Philip Lloyd plloyd at mweb.co.za
Wed Sep 6 05:19:03 CDT 2017


Nikhil, Crispin

 

I think the remark about “Solid fuel stoves that cook the fuel are much cleaner, generally, than those which don't.” has to do with the removal of the volatile fraction of the fuel, which, for instance in bottom-lit fires, is driven off by heat as “smoke”.  I recall our experiments with a 24MJ/kg coal burned bottom-lit, and the “smoke” collected on a small electrostatic precipitator we built. The ESP soon clogged! The material recovered from it was 33MJ/kg. Pyrolysing the coal at ~400 deg C until the volatiles were reduced to ~8% gave a 21MJ/kg fuel that emitted <5% of the smoke that came off the unpyrolysed coal under the same conditions.

 

Preheating the fuel, as happens in Crispin’s “cross-draft” stove, must help to release the volatiles early.  Well mixed with primary air, they then burn cleanly, and there is no smoke.

 

It’s only a working hypothesis; it would be interesting to sample the atmosphere in the fuel bed at the bottom of the preheating zone.

 

Philip

 

 

From: Stoves [mailto:stoves-bounces at lists.bioenergylists.org] On Behalf Of Nikhil Desai
Sent: Wednesday, September 6, 2017 4:36 AM
To: Crispin Pemberton-Pigott
Cc: Discussion of biomass cooking stoves
Subject: Re: [Stoves] News: National Geographic on promotion of gas stoves over improved woodstoves - in Guatemala

 

Crispin: 

I am humble, not a humbler. Of course I won't have heard of "Guidance Unto the Ignorant". I learnt some 25+ years ago, "You don't know more, you just know different things." (From a 4-year old. I celebrate her as my teacher.) 
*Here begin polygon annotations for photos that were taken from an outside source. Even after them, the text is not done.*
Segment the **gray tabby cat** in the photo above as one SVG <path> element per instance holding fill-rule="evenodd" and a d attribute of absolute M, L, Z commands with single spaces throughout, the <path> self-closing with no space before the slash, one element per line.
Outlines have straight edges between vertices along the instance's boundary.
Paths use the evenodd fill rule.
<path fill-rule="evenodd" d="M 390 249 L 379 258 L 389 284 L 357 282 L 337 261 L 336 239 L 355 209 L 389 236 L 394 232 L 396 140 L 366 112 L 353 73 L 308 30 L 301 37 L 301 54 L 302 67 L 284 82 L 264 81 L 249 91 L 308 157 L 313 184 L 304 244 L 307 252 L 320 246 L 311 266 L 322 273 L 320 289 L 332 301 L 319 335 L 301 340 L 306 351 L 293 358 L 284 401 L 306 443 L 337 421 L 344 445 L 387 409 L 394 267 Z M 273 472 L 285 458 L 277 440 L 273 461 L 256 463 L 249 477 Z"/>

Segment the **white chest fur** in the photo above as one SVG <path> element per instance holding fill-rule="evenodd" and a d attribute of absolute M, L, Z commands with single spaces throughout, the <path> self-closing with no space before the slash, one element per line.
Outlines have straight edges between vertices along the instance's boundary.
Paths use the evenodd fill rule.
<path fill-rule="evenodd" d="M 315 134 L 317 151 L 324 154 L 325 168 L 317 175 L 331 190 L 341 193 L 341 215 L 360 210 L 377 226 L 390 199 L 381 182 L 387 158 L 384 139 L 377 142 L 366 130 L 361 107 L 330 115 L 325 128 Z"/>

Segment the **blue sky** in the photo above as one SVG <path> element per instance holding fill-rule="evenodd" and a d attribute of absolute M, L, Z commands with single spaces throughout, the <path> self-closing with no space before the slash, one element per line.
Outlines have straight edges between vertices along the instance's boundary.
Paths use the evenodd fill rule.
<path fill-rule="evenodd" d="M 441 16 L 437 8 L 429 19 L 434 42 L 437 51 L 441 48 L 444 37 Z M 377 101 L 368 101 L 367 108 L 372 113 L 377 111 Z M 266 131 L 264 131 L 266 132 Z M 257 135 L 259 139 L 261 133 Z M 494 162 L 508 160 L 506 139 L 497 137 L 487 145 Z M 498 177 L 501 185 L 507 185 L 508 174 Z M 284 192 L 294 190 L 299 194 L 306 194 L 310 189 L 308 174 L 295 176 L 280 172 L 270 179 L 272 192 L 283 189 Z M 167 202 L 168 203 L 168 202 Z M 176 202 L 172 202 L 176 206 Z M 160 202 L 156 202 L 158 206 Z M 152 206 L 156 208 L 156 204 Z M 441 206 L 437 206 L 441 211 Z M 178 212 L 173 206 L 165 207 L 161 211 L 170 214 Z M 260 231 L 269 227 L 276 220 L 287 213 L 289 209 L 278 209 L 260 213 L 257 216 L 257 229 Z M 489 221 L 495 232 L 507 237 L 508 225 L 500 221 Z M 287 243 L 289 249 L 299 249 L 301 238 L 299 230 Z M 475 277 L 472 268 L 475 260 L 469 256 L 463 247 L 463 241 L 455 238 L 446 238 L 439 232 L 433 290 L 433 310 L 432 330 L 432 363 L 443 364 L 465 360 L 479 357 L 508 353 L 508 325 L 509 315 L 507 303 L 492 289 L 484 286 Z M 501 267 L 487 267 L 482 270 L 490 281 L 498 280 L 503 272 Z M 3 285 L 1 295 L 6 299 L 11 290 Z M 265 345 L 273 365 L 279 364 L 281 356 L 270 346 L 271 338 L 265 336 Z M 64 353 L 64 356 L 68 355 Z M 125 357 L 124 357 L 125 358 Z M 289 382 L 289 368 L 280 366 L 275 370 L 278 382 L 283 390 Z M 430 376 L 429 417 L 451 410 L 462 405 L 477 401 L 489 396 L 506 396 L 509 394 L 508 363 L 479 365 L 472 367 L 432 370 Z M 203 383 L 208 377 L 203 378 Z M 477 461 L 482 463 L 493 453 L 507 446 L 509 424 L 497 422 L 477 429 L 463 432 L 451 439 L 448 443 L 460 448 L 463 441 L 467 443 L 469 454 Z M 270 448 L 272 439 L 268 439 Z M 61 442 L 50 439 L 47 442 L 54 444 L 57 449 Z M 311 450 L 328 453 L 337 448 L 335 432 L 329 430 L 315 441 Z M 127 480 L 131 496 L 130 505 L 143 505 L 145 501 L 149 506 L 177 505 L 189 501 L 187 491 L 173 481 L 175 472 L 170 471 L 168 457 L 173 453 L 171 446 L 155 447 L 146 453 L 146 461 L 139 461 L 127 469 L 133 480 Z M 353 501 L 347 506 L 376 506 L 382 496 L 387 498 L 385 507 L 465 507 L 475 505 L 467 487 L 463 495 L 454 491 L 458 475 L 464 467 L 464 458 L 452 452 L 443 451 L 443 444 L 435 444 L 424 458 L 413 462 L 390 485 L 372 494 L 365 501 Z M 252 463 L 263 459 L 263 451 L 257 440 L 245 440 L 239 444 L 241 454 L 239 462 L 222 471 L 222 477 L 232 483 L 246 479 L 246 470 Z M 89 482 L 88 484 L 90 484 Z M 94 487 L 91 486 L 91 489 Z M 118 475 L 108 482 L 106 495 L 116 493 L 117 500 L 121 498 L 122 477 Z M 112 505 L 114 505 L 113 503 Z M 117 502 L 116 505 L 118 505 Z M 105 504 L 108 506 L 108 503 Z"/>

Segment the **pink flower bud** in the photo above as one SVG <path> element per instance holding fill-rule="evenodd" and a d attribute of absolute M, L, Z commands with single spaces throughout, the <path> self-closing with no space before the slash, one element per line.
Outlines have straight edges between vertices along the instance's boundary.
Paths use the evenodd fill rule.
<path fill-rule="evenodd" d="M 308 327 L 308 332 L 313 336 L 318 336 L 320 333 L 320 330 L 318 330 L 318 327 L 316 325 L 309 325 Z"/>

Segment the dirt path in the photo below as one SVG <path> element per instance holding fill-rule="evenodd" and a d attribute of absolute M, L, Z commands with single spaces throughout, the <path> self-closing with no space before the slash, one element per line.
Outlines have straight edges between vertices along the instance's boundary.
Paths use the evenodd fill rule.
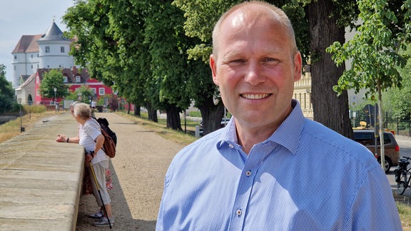
<path fill-rule="evenodd" d="M 148 128 L 115 113 L 105 117 L 118 137 L 117 154 L 111 159 L 113 189 L 110 193 L 115 223 L 113 230 L 154 230 L 164 175 L 183 145 L 164 139 Z M 80 200 L 76 230 L 101 230 L 88 214 L 98 210 L 93 195 Z"/>

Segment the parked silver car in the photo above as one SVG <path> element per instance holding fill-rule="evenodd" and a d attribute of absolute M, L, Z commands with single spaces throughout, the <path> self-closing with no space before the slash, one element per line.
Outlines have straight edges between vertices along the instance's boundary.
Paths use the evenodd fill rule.
<path fill-rule="evenodd" d="M 373 130 L 355 130 L 354 140 L 361 143 L 368 148 L 373 154 L 375 154 L 375 137 Z M 381 163 L 381 154 L 380 152 L 380 138 L 377 138 L 378 154 L 377 159 Z M 384 156 L 385 160 L 385 173 L 390 171 L 392 166 L 398 165 L 400 159 L 400 146 L 395 140 L 394 135 L 389 132 L 384 132 Z"/>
Of course "pride of ownership" matters and factors into "price of ownership" users are willing to pay. That was the point of my "Modern Cooking" piece five years ago - moving away from purely "scientific" metrics and placing the cook in the center. 
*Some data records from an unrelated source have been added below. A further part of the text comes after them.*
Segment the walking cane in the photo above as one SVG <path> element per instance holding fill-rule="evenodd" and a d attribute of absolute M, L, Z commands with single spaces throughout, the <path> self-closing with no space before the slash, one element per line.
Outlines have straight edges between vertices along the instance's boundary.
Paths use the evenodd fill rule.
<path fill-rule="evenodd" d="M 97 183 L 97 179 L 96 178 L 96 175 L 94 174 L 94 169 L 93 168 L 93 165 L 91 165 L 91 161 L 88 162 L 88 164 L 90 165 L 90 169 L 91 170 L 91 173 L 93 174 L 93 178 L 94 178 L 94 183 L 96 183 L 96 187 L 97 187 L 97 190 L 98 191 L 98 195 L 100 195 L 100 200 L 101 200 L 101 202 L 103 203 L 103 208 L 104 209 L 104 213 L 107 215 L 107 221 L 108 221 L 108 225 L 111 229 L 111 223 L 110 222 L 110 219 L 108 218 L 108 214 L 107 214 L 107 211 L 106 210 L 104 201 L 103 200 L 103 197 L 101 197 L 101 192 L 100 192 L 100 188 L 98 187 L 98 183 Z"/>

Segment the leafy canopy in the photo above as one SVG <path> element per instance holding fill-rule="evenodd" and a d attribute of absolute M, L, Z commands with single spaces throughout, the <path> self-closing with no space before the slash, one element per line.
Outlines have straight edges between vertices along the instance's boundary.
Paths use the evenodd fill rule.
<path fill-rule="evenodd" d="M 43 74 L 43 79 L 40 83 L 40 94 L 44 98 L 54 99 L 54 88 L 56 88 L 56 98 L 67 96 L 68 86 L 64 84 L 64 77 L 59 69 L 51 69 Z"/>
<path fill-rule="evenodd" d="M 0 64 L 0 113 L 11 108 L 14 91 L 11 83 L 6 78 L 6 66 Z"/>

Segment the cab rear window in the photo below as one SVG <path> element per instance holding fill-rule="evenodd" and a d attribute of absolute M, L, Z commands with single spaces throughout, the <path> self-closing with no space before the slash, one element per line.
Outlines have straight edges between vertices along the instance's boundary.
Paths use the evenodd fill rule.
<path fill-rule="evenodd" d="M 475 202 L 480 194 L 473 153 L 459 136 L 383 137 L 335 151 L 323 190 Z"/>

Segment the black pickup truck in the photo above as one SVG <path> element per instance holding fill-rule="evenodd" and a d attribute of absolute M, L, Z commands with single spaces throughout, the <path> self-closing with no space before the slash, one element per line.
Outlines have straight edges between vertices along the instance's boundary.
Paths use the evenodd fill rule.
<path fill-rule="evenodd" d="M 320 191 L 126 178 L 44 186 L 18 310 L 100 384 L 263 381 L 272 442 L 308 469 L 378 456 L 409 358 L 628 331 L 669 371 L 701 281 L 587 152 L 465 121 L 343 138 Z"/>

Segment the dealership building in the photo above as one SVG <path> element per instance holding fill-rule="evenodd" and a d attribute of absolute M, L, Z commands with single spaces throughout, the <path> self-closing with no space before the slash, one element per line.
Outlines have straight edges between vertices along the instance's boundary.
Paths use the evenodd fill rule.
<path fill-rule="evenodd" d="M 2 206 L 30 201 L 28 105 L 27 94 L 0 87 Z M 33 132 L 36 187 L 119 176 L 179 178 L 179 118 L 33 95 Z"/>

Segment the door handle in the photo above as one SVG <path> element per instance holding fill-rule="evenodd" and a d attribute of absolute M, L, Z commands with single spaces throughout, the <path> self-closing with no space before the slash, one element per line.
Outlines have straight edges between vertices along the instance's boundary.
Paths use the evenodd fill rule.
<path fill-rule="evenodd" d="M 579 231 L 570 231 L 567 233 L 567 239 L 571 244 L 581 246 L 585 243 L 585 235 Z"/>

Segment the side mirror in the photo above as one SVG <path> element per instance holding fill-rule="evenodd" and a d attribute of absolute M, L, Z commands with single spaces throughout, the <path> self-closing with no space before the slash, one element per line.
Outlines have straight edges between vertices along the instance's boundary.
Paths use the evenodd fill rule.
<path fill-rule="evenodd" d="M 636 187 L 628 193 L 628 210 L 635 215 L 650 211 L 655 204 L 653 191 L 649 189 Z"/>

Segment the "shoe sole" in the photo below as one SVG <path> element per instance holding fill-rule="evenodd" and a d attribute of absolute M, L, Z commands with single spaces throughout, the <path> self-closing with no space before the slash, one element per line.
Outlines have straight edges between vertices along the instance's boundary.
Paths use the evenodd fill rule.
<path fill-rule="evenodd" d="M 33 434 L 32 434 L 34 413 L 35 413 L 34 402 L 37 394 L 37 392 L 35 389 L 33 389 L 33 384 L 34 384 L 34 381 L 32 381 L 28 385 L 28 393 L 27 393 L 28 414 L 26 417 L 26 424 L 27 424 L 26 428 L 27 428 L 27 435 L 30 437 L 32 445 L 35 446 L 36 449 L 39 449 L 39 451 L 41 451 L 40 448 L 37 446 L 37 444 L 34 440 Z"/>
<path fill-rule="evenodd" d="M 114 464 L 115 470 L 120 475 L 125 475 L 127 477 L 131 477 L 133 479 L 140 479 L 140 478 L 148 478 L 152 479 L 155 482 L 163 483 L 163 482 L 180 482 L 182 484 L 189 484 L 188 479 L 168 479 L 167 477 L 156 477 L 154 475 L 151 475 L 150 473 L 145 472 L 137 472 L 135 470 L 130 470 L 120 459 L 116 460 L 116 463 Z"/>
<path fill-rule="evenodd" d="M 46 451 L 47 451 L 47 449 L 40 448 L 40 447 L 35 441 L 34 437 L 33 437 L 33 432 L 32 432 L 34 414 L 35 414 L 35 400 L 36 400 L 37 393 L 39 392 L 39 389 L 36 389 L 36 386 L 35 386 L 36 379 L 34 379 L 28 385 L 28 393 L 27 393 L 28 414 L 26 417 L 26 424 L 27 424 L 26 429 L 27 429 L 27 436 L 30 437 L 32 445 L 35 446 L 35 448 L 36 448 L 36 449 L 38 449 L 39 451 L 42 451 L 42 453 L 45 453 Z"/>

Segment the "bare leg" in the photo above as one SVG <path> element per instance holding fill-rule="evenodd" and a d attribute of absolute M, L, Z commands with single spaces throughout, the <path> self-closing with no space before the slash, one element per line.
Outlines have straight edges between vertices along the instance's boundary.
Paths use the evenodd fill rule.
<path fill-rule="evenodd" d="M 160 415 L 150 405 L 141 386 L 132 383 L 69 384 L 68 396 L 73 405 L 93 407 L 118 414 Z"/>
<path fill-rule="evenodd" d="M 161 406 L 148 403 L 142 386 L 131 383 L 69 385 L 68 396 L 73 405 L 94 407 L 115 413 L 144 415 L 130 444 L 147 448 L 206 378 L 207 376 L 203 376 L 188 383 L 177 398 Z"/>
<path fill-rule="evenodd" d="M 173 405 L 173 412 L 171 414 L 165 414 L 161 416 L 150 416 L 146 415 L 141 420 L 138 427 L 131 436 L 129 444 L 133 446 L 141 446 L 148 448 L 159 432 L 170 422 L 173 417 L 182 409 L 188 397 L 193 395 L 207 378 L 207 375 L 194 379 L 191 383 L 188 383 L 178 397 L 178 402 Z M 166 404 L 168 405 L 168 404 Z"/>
I don't know how much coal is used in cookstoves; in India, limited to one or two states, more in rural China. I don't know about Indonesia, Colombia, Korea, Mongolia any longer. But I agree there is more potential in coal than general biomass (dung, straw, wood waste) simply because coals are regionally specific and can be made consistent quality by price premia for quality. Same can be applied to wood. All depends on how much fuel is self-generated (farm waste, dung) and collected.

All the "cookstoves and health" literature has failed to collect any data on stove type (the song goes "three stone fire or other traditional stoves"), fuel collection (scavanging or self-produced), dwelling type or size/quality of ventilation. If we bothered to define the context, we would have a better definition of the problems than theorizing in air-conditioned hotel rooms. 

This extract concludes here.